I blinked, looking at Sam. She was really good at this. “You’ve got some mad negotiating skills, girl.”
“I had to win out over twenty other female meteorologists to be the weather girl,
” Sam said. “Not that my legs hurt.”
Yukie paused, clearly looking troubled. “It’s not just an issue of fulfilling a promise, though that’s certainly involved. My teenage years were spent among mobsters, and I have no illusions about being one of the good guys. However, if I’m ever going to find the demon who killed my mother, I have to prove I’m willing to honor my contracts. I’ve only found as many leads as I have because of my willingness to abide by their letter, no matter the terms.
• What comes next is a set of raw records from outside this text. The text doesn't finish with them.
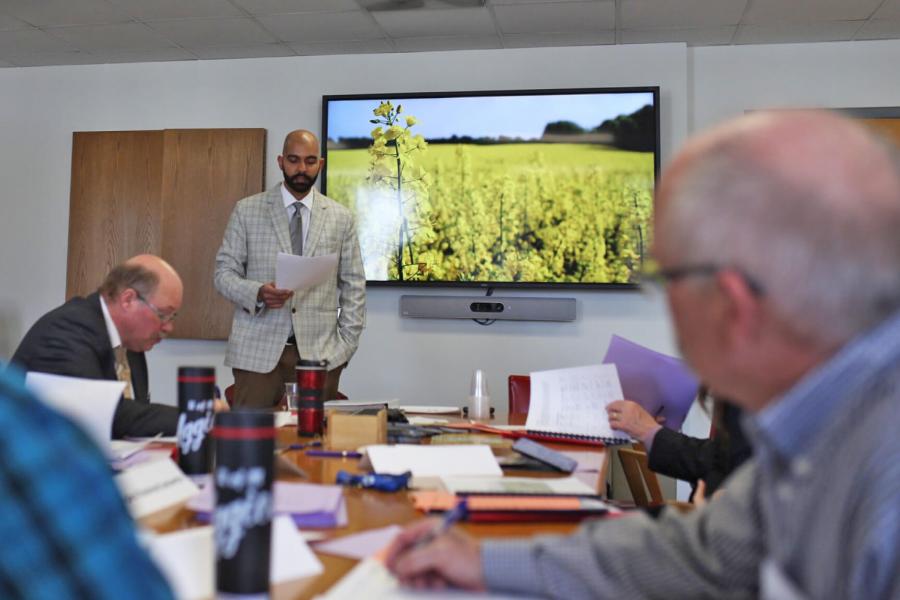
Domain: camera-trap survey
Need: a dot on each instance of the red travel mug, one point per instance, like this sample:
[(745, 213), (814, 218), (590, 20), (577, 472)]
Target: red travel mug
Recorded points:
[(310, 396)]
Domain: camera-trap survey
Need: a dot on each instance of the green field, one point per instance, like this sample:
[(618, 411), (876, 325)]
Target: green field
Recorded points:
[(503, 212)]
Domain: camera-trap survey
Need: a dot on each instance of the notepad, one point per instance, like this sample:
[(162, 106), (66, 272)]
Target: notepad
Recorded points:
[(571, 403)]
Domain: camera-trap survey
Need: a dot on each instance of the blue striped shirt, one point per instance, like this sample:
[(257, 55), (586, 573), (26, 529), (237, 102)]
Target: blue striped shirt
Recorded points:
[(815, 514), (64, 528)]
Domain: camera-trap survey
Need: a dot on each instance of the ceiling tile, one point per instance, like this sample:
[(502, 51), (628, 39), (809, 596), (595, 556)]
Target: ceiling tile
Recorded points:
[(362, 47), (571, 17), (796, 33), (54, 13), (226, 31), (881, 29), (686, 14), (147, 55), (177, 9), (538, 40), (776, 12), (322, 27), (701, 36), (499, 2), (125, 36), (429, 23), (255, 51), (888, 10), (55, 58), (7, 23), (436, 44), (276, 7), (23, 41)]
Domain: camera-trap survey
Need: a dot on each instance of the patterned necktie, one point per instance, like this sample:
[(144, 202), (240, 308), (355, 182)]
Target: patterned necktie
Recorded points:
[(297, 230), (123, 371)]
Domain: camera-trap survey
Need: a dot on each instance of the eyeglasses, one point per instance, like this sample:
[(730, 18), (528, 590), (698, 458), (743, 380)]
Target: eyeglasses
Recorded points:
[(658, 278), (163, 317)]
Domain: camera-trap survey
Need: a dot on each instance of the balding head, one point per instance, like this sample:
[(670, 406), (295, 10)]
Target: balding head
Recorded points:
[(806, 203), (299, 136), (143, 295)]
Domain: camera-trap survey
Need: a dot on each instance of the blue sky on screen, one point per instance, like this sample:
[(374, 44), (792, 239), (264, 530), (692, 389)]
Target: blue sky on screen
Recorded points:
[(487, 116)]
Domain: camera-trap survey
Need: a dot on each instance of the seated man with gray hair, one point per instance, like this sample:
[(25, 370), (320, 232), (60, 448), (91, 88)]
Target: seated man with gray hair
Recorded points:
[(778, 240), (105, 335)]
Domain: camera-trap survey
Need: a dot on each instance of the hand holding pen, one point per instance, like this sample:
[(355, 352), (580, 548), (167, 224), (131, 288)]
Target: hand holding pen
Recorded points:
[(430, 554)]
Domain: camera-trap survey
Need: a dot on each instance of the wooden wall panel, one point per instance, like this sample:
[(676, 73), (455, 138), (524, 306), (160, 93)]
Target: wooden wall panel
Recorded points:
[(164, 192), (205, 172), (890, 128), (114, 206)]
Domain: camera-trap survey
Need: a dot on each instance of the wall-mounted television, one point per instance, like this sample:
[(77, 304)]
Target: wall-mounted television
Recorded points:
[(537, 188)]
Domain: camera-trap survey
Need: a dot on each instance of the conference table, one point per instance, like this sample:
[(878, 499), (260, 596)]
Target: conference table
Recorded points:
[(370, 509)]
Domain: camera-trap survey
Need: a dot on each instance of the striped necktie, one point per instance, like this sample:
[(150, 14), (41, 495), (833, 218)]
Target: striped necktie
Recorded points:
[(123, 371), (297, 230)]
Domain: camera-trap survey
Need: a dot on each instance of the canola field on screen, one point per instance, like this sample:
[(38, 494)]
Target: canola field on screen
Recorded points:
[(529, 212)]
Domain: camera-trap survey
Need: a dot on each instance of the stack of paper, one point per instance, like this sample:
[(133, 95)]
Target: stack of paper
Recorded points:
[(187, 558), (433, 461)]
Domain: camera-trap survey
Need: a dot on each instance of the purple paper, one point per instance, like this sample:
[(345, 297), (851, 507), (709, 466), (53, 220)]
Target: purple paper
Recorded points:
[(660, 383)]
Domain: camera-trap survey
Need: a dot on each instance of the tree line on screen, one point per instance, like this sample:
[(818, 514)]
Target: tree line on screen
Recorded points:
[(636, 131), (578, 213)]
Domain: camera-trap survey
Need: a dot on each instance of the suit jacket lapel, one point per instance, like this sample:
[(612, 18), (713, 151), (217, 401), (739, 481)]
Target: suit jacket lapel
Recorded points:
[(279, 219), (319, 214)]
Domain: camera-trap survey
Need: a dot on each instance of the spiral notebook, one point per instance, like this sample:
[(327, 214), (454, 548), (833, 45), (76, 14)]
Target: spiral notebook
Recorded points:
[(571, 403)]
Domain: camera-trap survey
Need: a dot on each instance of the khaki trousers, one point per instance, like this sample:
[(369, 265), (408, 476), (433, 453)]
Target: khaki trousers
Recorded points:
[(264, 390)]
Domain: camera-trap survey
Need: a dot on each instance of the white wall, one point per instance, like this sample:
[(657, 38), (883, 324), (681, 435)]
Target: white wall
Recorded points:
[(421, 361)]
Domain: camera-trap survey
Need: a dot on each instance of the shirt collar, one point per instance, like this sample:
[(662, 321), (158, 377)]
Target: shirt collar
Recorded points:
[(115, 340), (289, 199), (792, 423)]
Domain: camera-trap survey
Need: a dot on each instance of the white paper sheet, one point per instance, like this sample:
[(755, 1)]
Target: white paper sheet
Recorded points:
[(360, 545), (90, 403), (543, 486), (573, 401), (371, 580), (153, 486), (294, 272), (187, 558), (433, 461)]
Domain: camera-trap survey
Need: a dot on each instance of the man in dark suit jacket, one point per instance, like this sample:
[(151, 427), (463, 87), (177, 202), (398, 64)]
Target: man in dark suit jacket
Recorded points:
[(134, 308)]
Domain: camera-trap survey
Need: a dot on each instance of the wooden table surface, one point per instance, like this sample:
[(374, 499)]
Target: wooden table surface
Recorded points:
[(366, 509)]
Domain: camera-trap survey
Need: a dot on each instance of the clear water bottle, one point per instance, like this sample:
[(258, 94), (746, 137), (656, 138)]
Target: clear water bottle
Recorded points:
[(479, 397)]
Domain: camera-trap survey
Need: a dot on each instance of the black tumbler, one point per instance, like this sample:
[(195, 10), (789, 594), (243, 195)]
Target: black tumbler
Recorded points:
[(311, 376), (245, 447), (196, 397)]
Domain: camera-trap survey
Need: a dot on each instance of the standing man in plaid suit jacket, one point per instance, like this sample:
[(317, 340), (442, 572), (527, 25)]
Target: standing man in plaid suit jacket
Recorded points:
[(272, 327)]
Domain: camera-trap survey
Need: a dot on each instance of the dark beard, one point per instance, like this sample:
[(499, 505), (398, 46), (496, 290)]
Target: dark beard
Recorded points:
[(299, 183)]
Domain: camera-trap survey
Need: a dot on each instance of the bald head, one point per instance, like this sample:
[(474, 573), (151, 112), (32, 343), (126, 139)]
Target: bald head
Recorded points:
[(299, 136), (807, 203), (300, 162)]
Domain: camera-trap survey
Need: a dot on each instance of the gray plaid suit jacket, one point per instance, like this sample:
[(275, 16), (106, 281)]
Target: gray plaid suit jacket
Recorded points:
[(327, 319)]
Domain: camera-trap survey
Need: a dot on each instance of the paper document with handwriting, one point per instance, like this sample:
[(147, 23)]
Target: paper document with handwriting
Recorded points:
[(572, 403), (371, 580), (433, 461), (297, 273)]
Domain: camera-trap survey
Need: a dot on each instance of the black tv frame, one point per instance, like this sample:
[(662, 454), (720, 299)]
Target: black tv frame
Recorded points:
[(491, 285)]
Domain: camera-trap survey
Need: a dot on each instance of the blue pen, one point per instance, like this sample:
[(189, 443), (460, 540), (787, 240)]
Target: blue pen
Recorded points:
[(334, 453), (451, 517)]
That’s the honor I’m speaking of, not the honor of the samurai who were a bunch of classist assholes if you want my opinion on them.”
“Sorry,” I said. “But maybe when you’re a katana-wielding fox girl, you should specify you mean professionalism. Cuts down on the confusion.”
Yukie glared.
“This is all some crazy vengeance quest?” David asked, sitting down beside Sam on the couch.
Yukie nodded. “There’s an old Chinese saying that when you seek vengeance, you should dig two graves.”
“I saw For Your Eyes Only,” David said. “Best of the Roger Moore movies.”
Yukie shook her head. “Most people assume that means you shouldn’t seek vengeance because it will get you killed. For me, it means that you should be prepared to sacrifice yourself in order to get their retribution. I will sacrifice anything and anyone to destroy Magog.”
“Magog?” David asked.
“Big bad demon,” Sam explained. “He’s listed in the Lesser Keys of Solomon. Notably, he’s usually paired with an even bigger demon named Gog. They’re considered patrons of England, which is something that’s only surprising to people who weren’t colonized by them.”